A number of local authorities are also on the system, as are most large companies and universities. It is perhaps time that Hansard and Select Committee reports and other parliamentary information was also made available on Internet. The cost is minuscule, and it can only help raise the standard of the House.
The United States Congress has been on Internet for several years. I can access the Congress World Wide Web information service at any time, for the price of a local telephone call. The menu covers the full text of congressional debates and reports and judgments, as well as the e-mail addresses of Congressmen. That system might be popular with hon. Members. There is even a special mail box through which people can request information or contact a particular person. If that is possible for the US Congress, why should it not be possible here? I have already raised that question with the Liaison Committee, and I hope that, if it comes before the House, it will be supported. I shall now return to the Select Committee report on optical fibre networks and the information super-highway, which was published last July.
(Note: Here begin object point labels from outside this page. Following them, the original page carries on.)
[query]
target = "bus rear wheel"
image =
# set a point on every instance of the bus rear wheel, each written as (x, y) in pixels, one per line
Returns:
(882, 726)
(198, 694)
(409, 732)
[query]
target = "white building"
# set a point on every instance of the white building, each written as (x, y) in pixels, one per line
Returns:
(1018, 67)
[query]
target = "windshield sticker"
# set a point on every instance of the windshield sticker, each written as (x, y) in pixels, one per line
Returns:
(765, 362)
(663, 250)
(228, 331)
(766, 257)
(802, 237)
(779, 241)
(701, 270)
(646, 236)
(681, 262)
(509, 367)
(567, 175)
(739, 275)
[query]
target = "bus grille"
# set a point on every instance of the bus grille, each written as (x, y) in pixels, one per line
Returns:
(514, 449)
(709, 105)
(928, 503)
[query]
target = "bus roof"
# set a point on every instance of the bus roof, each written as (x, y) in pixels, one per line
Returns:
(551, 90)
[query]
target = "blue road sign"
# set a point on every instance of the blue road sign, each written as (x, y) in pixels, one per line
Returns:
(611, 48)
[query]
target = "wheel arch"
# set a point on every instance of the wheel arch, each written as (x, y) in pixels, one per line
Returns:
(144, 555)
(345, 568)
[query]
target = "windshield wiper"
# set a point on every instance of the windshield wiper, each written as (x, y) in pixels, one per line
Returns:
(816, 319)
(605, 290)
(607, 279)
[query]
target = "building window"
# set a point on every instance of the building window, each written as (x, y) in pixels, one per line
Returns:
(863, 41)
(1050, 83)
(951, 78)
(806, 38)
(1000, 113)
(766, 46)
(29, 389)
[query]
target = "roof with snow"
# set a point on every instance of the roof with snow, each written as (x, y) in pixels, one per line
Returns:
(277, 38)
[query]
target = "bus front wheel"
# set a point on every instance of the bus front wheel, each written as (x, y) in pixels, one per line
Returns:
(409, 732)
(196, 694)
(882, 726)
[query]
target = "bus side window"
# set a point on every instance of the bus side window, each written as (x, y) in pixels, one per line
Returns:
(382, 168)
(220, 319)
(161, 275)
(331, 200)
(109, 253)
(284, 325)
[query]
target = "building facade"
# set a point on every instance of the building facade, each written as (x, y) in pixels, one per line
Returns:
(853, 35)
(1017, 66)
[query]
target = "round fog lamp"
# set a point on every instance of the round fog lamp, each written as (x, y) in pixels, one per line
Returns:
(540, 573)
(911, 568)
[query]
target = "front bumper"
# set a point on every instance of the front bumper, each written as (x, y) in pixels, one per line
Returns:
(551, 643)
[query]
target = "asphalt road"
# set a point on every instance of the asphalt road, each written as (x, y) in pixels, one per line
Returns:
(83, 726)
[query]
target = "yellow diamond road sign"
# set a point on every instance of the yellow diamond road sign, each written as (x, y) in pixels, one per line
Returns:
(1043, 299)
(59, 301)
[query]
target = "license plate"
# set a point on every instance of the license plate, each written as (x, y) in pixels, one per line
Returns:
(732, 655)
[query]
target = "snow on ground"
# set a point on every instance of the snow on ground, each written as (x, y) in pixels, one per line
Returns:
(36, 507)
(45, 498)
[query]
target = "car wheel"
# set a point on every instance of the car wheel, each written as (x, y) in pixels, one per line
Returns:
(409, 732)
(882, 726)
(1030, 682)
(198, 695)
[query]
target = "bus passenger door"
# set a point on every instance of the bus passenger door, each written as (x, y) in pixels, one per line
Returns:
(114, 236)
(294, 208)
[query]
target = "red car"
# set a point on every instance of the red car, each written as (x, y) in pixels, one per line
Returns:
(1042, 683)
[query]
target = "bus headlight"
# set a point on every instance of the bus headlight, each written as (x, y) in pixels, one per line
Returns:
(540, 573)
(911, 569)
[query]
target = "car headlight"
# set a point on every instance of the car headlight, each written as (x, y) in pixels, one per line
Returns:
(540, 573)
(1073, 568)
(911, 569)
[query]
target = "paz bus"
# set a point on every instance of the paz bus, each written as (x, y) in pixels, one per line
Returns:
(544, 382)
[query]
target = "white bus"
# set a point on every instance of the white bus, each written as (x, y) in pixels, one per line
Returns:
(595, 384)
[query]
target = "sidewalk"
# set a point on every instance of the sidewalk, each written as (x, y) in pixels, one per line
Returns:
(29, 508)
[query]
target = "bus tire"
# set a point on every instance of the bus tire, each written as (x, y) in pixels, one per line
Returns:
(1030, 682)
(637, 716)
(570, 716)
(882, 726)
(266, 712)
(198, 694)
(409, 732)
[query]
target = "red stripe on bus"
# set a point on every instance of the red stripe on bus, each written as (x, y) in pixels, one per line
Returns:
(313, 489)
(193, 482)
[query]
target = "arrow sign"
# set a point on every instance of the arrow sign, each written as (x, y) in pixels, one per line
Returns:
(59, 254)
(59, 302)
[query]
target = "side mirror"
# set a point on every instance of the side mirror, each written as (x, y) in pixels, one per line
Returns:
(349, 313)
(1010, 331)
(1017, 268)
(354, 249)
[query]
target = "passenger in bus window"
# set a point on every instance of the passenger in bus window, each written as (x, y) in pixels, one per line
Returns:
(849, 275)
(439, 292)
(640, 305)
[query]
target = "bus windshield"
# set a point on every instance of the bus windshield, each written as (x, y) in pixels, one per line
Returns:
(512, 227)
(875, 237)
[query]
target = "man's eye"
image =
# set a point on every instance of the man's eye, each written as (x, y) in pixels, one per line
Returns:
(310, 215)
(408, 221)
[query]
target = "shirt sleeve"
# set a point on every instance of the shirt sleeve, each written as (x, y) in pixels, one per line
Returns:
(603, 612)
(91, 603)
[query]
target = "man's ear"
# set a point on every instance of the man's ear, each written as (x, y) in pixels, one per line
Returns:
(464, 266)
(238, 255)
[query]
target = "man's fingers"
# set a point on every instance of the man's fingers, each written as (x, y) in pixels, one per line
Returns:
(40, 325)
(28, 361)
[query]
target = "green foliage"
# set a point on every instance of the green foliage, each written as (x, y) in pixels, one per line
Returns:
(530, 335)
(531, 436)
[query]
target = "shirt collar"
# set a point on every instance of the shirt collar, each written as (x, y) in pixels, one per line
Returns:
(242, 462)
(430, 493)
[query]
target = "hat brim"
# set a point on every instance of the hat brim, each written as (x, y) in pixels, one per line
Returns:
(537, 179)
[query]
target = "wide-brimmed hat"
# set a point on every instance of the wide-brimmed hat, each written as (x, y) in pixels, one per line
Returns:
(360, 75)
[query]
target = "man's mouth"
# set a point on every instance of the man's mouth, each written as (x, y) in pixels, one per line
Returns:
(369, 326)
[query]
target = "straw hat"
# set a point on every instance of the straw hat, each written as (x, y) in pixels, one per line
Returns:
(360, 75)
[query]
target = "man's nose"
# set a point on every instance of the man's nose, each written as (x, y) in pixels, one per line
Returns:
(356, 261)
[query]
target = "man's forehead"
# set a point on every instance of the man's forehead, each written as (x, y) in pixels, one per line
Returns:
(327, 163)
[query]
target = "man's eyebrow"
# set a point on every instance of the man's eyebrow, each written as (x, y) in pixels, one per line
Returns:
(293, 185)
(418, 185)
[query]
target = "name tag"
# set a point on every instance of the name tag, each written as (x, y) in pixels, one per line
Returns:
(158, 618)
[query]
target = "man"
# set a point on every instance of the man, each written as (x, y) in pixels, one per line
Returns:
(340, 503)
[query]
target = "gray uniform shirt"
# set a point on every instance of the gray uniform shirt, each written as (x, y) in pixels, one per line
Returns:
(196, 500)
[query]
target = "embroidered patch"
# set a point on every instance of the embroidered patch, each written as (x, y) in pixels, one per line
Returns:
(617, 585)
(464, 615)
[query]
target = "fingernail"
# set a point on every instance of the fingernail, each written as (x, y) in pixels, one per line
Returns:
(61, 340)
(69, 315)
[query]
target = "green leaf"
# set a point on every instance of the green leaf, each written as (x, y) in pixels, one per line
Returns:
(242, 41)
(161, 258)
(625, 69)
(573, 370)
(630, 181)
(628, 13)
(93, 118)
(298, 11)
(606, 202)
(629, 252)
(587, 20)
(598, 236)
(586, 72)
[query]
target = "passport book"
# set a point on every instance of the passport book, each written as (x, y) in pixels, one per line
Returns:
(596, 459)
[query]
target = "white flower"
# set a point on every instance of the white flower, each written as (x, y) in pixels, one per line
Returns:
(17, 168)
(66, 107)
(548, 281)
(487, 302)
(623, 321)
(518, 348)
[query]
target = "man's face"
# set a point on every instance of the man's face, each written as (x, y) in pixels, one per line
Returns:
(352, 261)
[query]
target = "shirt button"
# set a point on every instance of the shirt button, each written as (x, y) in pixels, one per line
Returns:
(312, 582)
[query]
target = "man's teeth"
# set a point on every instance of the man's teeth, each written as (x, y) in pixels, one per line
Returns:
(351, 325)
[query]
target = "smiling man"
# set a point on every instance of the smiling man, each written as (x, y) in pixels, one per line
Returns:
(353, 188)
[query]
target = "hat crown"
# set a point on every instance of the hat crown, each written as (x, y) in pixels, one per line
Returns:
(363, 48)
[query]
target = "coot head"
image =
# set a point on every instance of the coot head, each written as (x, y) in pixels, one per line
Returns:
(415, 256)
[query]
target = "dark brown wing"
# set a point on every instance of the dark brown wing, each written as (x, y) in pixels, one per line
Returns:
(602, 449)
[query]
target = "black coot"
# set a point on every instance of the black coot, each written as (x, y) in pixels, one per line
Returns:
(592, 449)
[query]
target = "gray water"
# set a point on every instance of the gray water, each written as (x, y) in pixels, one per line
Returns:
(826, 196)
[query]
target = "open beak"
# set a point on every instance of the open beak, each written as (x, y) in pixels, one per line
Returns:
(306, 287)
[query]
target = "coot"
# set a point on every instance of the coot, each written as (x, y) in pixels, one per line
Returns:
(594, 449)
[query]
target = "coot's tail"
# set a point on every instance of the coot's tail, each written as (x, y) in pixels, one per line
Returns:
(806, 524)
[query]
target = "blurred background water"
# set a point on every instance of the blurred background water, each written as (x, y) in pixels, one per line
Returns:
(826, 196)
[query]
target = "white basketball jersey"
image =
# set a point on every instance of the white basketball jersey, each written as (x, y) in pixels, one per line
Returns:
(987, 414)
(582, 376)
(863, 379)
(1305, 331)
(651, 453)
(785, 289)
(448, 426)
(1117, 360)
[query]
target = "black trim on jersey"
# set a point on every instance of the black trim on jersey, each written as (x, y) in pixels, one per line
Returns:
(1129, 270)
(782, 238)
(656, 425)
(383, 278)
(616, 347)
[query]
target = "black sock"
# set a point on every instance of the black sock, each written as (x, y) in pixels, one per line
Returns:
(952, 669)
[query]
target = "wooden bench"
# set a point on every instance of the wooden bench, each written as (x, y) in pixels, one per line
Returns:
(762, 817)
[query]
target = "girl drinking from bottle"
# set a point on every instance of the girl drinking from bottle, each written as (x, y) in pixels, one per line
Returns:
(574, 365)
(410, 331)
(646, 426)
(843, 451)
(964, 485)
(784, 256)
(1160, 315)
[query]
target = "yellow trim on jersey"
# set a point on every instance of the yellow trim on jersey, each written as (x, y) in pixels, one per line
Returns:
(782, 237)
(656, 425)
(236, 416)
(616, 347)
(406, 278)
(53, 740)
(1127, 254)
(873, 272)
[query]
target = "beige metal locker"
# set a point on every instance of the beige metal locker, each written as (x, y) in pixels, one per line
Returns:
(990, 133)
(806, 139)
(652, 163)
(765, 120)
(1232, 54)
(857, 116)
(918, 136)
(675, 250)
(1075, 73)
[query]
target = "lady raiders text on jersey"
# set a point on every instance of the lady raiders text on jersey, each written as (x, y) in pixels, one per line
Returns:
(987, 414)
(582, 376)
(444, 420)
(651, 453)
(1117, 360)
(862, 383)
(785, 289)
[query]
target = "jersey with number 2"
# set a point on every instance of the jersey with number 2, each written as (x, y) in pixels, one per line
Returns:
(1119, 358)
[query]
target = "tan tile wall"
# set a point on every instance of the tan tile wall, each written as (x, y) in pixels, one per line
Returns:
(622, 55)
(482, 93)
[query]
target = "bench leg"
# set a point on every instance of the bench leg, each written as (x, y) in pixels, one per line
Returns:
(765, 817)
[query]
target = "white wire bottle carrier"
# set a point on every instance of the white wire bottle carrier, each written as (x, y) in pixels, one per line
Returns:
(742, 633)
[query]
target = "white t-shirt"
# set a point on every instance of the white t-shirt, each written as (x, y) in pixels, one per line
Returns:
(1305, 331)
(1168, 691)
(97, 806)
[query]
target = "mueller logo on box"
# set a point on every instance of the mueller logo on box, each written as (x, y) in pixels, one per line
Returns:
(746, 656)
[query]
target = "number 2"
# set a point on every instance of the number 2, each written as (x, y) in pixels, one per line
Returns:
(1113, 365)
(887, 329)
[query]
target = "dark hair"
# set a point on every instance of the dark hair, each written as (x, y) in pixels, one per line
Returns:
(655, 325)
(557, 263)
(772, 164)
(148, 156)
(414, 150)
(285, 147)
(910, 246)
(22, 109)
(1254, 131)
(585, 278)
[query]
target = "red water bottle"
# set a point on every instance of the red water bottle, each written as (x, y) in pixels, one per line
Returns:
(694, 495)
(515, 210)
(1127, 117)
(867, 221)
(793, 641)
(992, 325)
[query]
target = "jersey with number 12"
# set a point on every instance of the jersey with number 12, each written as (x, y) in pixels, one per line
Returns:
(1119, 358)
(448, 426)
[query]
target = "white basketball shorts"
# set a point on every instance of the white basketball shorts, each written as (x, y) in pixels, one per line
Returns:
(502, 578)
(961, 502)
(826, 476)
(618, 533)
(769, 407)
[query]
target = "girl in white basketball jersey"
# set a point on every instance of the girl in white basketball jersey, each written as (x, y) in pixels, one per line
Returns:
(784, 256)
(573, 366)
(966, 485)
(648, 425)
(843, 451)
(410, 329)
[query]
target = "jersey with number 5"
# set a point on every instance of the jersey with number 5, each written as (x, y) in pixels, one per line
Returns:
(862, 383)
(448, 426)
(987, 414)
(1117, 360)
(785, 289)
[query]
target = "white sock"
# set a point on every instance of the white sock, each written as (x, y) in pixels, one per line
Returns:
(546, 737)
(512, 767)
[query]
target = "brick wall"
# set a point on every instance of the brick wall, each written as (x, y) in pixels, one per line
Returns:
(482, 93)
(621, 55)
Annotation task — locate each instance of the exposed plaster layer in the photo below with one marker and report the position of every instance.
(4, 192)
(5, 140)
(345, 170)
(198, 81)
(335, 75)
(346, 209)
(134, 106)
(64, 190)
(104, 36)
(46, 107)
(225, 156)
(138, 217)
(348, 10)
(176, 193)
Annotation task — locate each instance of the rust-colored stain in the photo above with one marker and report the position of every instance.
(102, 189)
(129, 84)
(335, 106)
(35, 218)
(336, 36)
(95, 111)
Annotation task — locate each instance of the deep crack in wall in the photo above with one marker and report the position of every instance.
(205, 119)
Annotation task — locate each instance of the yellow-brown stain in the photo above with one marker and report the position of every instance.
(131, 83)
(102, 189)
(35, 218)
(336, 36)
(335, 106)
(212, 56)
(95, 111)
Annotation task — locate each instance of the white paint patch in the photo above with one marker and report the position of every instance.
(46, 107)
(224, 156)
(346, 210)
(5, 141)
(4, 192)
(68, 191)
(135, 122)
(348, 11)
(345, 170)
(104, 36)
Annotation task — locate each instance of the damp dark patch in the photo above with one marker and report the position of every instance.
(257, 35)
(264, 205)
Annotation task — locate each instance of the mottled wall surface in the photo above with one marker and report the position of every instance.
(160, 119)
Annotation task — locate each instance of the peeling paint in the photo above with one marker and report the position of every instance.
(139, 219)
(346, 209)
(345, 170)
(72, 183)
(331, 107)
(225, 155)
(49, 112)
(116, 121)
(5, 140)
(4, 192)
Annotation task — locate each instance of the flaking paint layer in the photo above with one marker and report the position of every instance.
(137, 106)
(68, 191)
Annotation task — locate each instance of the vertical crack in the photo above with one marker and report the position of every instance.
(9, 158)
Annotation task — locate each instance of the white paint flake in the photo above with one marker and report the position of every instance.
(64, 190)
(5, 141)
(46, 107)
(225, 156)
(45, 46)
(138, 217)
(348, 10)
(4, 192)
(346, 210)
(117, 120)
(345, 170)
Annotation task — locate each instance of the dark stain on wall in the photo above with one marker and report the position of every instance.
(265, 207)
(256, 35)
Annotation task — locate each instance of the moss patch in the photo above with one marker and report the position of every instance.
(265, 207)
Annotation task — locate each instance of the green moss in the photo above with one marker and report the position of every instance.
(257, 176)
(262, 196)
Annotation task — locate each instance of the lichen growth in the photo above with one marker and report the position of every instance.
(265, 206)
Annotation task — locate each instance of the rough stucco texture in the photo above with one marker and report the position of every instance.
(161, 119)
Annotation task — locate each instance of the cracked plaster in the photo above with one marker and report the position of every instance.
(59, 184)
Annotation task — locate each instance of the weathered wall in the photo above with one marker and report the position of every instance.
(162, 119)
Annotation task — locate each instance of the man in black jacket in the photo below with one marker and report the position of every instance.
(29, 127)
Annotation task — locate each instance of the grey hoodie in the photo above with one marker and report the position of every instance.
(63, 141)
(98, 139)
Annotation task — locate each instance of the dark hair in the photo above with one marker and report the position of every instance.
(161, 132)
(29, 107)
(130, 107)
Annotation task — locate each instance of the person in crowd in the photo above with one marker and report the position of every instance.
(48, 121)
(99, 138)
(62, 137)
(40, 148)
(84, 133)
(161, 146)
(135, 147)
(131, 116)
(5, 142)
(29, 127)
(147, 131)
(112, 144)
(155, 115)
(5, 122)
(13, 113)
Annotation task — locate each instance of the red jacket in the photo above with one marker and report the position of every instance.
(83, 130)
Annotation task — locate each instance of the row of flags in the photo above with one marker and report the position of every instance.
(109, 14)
The Government's response to our report took the form of a Command Paper, issued in November. Last month, there was a G7 summit on the global super- highway, and, as many hon. Members may know, the Labour party has set up its own information super-highway policy forum. The enormous interest generated by our report has certainly concentrated a few minds in the Department of Trade and Industry. Although we were disappointed by the Government's response, our report has put the issue firmly on the political agenda. There is now a widely held view that we need a nationwide network sooner rather than later. I think that the Minister will agree.
I welcome the enthusiasm that the Minister has brought to his portfolio, and I hope that it will affect Government policy. The potential for industry, jobs and leisure is vast. Our report states that broadband networks and services are likely to be critical to the competitiveness of businesses and a major factor in attracting inward investment. The report also emphasises the enormous potential social benefits for education, skills training, health care and local government services. However, getting the full benefit depends on the speed at which the highway and the new multi-media services can be developed, and on making the network as open and accessible as possible.
Our report highlights the significant benefits to industry and states that the information industry is expanding worldwide faster than anyone expected. The telecommunications industry alone is growing at such a pace that, within a few years, it will overtake Europe's motor industry in its impact on GDP. I say that to make the point that the competitive advantage of the information industry is relative, and that those countries which develop the networks and software first will corner the market.
To get investment in new broadband services requires an integrated and accessible network. The Committee's concern is that we may not get the infrastructure in place in time, and will fail to stimulate growth in new and innovative software applications.